If fear still had such a hold on me even though I could talk to a counselor and lean on the comfort of my faith, how must it be for helpless animals? The animals whose suffering I’d promised to prevent and relieve when I took my veterinarian’s oath?
I had to face the truth: Although I had the best of intentions, there were times I had actually caused my patients trauma. Back in veterinary school in the late 1970s, we didn’t receive training in animals’ emotional well-being. The focus was on their physical health. Even pain management was pretty basic.
I knew God had nudged me to stay at that lecture for a reason. Genesis says God gave us humans dominion over the fish of the sea and the birds of the air and every living thing that moves upon the earth. He entrusted animals to our protection and care. I wanted to do better by them. “Show me a better way to treat animals,” I asked God. “A way free of fear.”
I couldn’t retire yet. I had more to learn, to do. I talked to and studied the work of veterinary behaviorists. Alleviating fear would improve the well-being of both pets and their people.
Not only could fear and anxiety in cats and dogs mask other health problems, but these emotions were also at the root of most aggressive behaviors. Behaviors that could destroy the human-animal bond and lead to abandonment, relinquishment or euthanasia.
I experimented using treats and toys to distract pets from procedures. I researched FAS (fear, anxiety and stress) pheromones, chemical signals animals give off that send a message to others of the same species.
That’s what QT Pi must have sensed from the other dogs at the clinic entrance, I thought now, as I waited for my dear little dog to be done with his dental procedure. He was so bonded to me that he’d picked up on my fear, anxiety and stress too. God was nudging me again, as he had at the lecture, reminding me of my vulnerability in order to galvanize me into action. It was time to put my ideas into practice.

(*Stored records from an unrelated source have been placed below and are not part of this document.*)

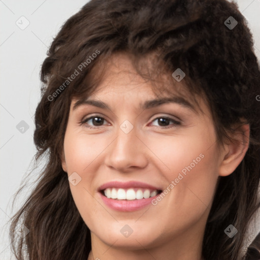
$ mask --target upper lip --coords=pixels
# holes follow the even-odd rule
[[[100,188],[99,190],[102,190],[105,189],[107,188],[143,188],[150,189],[152,190],[155,189],[161,190],[160,188],[158,187],[155,187],[150,184],[145,183],[144,182],[141,182],[140,181],[127,181],[126,182],[123,182],[121,181],[114,181],[107,182],[102,185]]]

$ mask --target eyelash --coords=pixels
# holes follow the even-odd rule
[[[88,117],[87,118],[86,118],[85,119],[84,119],[82,121],[80,121],[80,125],[82,125],[83,124],[85,124],[86,125],[85,125],[86,127],[88,127],[89,128],[90,128],[90,129],[94,129],[94,128],[99,128],[100,127],[102,127],[102,125],[100,126],[90,126],[90,125],[86,125],[86,122],[88,121],[89,121],[90,119],[92,119],[92,118],[94,118],[95,117],[98,117],[98,118],[102,118],[102,119],[104,119],[105,120],[106,120],[106,119],[105,119],[105,118],[104,118],[104,117],[102,117],[102,116],[100,116],[98,115],[93,115],[93,116],[90,116],[89,117]],[[165,119],[169,120],[170,121],[171,121],[174,123],[173,124],[167,126],[155,126],[155,127],[156,128],[163,128],[163,129],[168,129],[168,128],[170,128],[174,127],[176,125],[179,125],[181,124],[180,122],[179,122],[179,121],[174,119],[173,118],[171,118],[171,117],[169,117],[168,116],[159,116],[158,117],[156,117],[156,118],[154,118],[152,121],[152,122],[153,122],[155,120],[157,120],[157,119],[160,119],[160,118],[164,118]]]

The next week, when QT Pi and I returned to the clinic for his vaccinations, I made sure the outside area was cleaned to remove FAS chemicals and then spritzed with pheromones that would evoke a calming response. Because he’d balked at the front door, I brought in QT Pi through the side door, where he hadn’t formed any unpleasant associations. There was no shivering, no trying to escape!

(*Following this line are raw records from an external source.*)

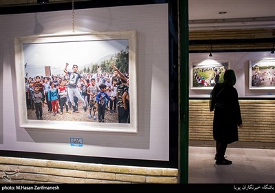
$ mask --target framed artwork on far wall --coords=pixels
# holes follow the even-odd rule
[[[16,37],[20,126],[137,132],[135,46],[135,30]],[[131,96],[125,121],[113,102],[120,84]],[[41,98],[42,116],[36,112],[36,96]]]
[[[250,61],[249,88],[275,89],[275,59]]]
[[[224,72],[230,69],[230,61],[191,61],[190,86],[192,90],[212,90],[223,81]]]

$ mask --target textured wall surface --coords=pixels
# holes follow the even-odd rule
[[[1,174],[15,170],[0,183],[177,183],[177,169],[0,157]]]

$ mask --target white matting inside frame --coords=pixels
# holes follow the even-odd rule
[[[168,161],[168,4],[76,10],[78,32],[136,32],[138,132],[24,128],[19,125],[14,39],[72,32],[72,10],[1,15],[2,150]],[[127,17],[125,17],[127,16]],[[24,23],[24,25],[22,25]],[[2,76],[2,74],[1,74]],[[71,146],[70,139],[82,145]]]

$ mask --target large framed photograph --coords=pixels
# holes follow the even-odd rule
[[[137,132],[135,32],[15,38],[25,128]]]
[[[230,61],[191,61],[190,89],[212,90],[217,83],[223,81],[224,72],[230,65]]]
[[[250,61],[250,89],[275,89],[275,59]]]

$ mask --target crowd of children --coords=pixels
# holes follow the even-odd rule
[[[77,72],[74,65],[72,72],[64,69],[65,74],[47,77],[36,76],[25,78],[26,106],[35,110],[38,120],[43,120],[43,107],[47,105],[48,112],[55,116],[66,113],[79,113],[81,101],[84,113],[89,109],[89,119],[100,123],[104,120],[105,110],[118,114],[118,123],[129,123],[130,106],[129,79],[114,65],[113,73],[89,74]],[[117,111],[118,110],[118,111]],[[97,114],[97,116],[96,116]]]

In the exam room, he squirmed at the sight of the big metal table, so I set him on the floor and got down beside him. His ears perked, and his tail wagged. I’d brought him in hungry, so he’d respond better to food rewards. As my colleague readied the syringe, I used a can of spray cheese to write “QT Pi” on a bumpy rubber pad called a licky mat. He licked his name off the mat and barely noticed when he got his injection. I hugged him close, and he kissed my face. What a difference!

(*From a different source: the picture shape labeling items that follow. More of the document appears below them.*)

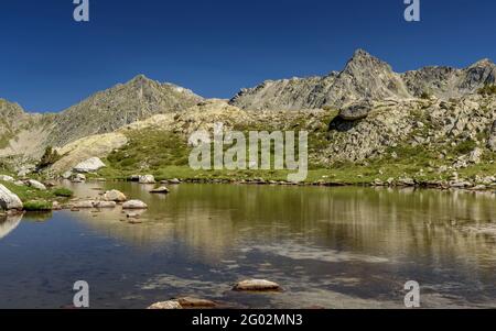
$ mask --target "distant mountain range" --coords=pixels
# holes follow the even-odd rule
[[[356,100],[408,100],[422,95],[460,98],[496,81],[496,65],[483,59],[464,68],[425,67],[398,74],[358,49],[342,71],[323,77],[268,80],[242,89],[230,101],[241,110],[341,108]],[[80,137],[114,132],[155,114],[185,111],[203,102],[191,90],[140,75],[100,91],[61,113],[26,113],[0,99],[0,157],[40,156],[47,145],[61,147]]]
[[[450,99],[473,93],[495,81],[496,65],[489,59],[464,69],[425,67],[398,74],[387,63],[358,49],[339,73],[267,80],[255,88],[241,90],[230,103],[254,110],[315,109],[325,106],[338,108],[360,99],[419,98],[423,93]]]

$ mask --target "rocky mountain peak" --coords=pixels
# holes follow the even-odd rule
[[[389,64],[357,49],[338,74],[311,77],[287,84],[274,80],[245,89],[230,100],[241,109],[315,109],[341,108],[358,100],[408,100],[424,95],[441,99],[475,93],[484,85],[495,84],[496,65],[482,59],[465,69],[424,67],[405,74],[395,73]]]
[[[392,73],[392,68],[387,63],[370,55],[364,49],[358,49],[355,52],[342,73],[356,74],[364,70],[385,70]]]

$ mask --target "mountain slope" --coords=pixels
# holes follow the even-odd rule
[[[154,114],[184,110],[202,100],[187,89],[140,75],[63,111],[55,119],[48,144],[63,146],[87,135],[112,132]]]
[[[0,99],[0,156],[40,157],[48,145],[114,132],[152,115],[185,110],[203,100],[191,90],[140,75],[55,114],[31,114]]]
[[[397,74],[385,62],[363,49],[355,52],[341,73],[325,77],[269,80],[242,89],[230,103],[241,109],[317,109],[339,108],[349,102],[370,100],[407,100],[424,93],[438,98],[460,98],[494,84],[496,65],[488,59],[465,69],[425,67]]]

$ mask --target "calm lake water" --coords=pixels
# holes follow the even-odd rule
[[[60,308],[86,280],[93,308],[145,308],[195,296],[237,308],[402,308],[408,280],[424,308],[496,307],[493,194],[371,188],[71,185],[117,188],[150,209],[0,221],[0,308]],[[230,290],[245,278],[280,294]]]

From then on, I was committed to implementing my new techniques and teaching them to others. I worked with veterinary behaviorists to enhance the emotional well-being of pets in all aspects of their lives. In 2016, I formally launched the Fear Free Certification Program, an online course designed to help veterinary professionals eliminate fear, anxiety and stress and create a more rewarding experience for all.
Today more than two thirds of all veterinary students graduate Fear Free–certified. Plus, we have Fear Free programs for pet professionals (such as groomers and dog sitters), shelters and pet parents.
None of this would have happened if God hadn’t put me where I would hear what I needed to hear and feel what I needed to feel. Reliving the pain and fear of my past showed me that vulnerability is a strength, not a weakness. It gave me a deeper empathy for and understanding of the animals God has given us to love and care for—animals who, like my QT Pi, love and care for us right back.